I made a huge loaf of sourdough bread yesterday and I cut a slab while still warm.
Today we are fed chemicals to preserve but my bread does not spoil at all before it is gone. Carol buys bread and in a few days it shows mold, same as some cheese. Sourdough is still good in 2 weeks. Nothing lasts today so you need to buy more soon. I pick mold off and still eat the rest but the best was when I was a kid and bought mounds bar. I ate half and bit the other piece to see it was not coconut, maggots instead. OK, tasted good so I just threw the second out.
 
My Wife remembers her mother letting the milk clabber as well. This was happening into the early 1960's.
It was as late as 2002. I worked with a Russian that had migrated to this country. His family had purchased a gallon of milk and put it in the window sill to clabber. You can imagined what the milk done. It got real gunky. Never clabbered, just got streaked and spoiled. The family wasn't savoy about the junk we are buying off the shelf. Butter and cheese are best made with raw milk and I am not sure many people realize what raw milk is.
 
I bought a 1/2 gallon of buttermilk from Walmart earlier this week. Yesterday, the jug was empty, with only some of the thick residue on the sides & bottom. I added some 2% milk & shook it to get it completely mixed together. This afternoon, its' already thick & bubbly. I'll let it continue until tomorrow before adding any salt to it. Looks like it works just fine & is way cheaper than buying the actual jug of alrerady made buttermilk.
 
I bought a 1/2 gallon of buttermilk from Walmart earlier this week. Yesterday, the jug was empty, with only some of the thick residue on the sides & bottom. I added some 2% milk & shook it to get it completely mixed together. This afternoon, its' already thick & bubbly. I'll let it continue until tomorrow before adding any salt to it. Looks like it works just fine & is way cheaper than buying the actual jug of alrerady made buttermilk.
Do you refrigerate after mixing or do you leave it in a window and wait?
 
Most commercial buttermilk is is cultured and then pasteurized.

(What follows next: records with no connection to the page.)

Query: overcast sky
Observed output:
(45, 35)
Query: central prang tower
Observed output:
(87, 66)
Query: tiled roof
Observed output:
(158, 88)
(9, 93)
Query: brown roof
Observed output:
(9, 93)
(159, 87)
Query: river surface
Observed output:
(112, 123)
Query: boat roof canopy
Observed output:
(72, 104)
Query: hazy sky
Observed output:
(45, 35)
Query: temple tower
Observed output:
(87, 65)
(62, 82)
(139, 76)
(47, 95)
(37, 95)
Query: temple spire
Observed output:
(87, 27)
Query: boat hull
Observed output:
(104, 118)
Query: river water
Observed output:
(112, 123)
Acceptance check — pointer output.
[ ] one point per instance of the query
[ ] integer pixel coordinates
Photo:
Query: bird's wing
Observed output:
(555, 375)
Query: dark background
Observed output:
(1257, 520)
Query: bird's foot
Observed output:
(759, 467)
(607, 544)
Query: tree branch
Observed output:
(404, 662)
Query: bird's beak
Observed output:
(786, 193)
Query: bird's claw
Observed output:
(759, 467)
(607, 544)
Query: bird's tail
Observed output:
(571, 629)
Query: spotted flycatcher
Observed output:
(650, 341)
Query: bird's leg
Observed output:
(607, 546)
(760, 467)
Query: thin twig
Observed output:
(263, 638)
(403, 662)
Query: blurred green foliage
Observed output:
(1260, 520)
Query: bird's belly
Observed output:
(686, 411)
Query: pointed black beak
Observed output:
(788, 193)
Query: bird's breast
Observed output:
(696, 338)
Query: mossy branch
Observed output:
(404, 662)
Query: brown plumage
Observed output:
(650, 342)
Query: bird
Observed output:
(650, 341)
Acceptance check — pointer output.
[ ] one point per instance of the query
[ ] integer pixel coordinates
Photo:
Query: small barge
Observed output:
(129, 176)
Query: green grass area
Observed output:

Real buttermilk is left over from butter making and can be used again to make cheese.

Here is an example.

 
This is fantastic info! I'm curious: Will it still work if refrigerated? My Other loves buttermilk, but has rebelled at the idea of drinking milk that sits out (I know, I know; but I can't win this one). So is there any reason it won't work in a fridge? Longer time maybe?
 
Buttermilk cultures are active at room temp. I make a gallon at a time, putting out 1/2 gal on the counter & leaving the other in the fridge for later - the refrigerated bottle begins culturing, but only after I'm done drinking the first 1/2 gal & then put it out to warm up.
That "other" can't pick & choose on how buttermilk is made & should be free to sit and go without, while watching you drink your made-at-room-temp batch.

If the 'other', eats yogurt, it is also cultured at room temp.

Left out for 2 days, I mix in 1 1/2 tsp salt to the bottle before drinking. It brings out the buttermilk flavor.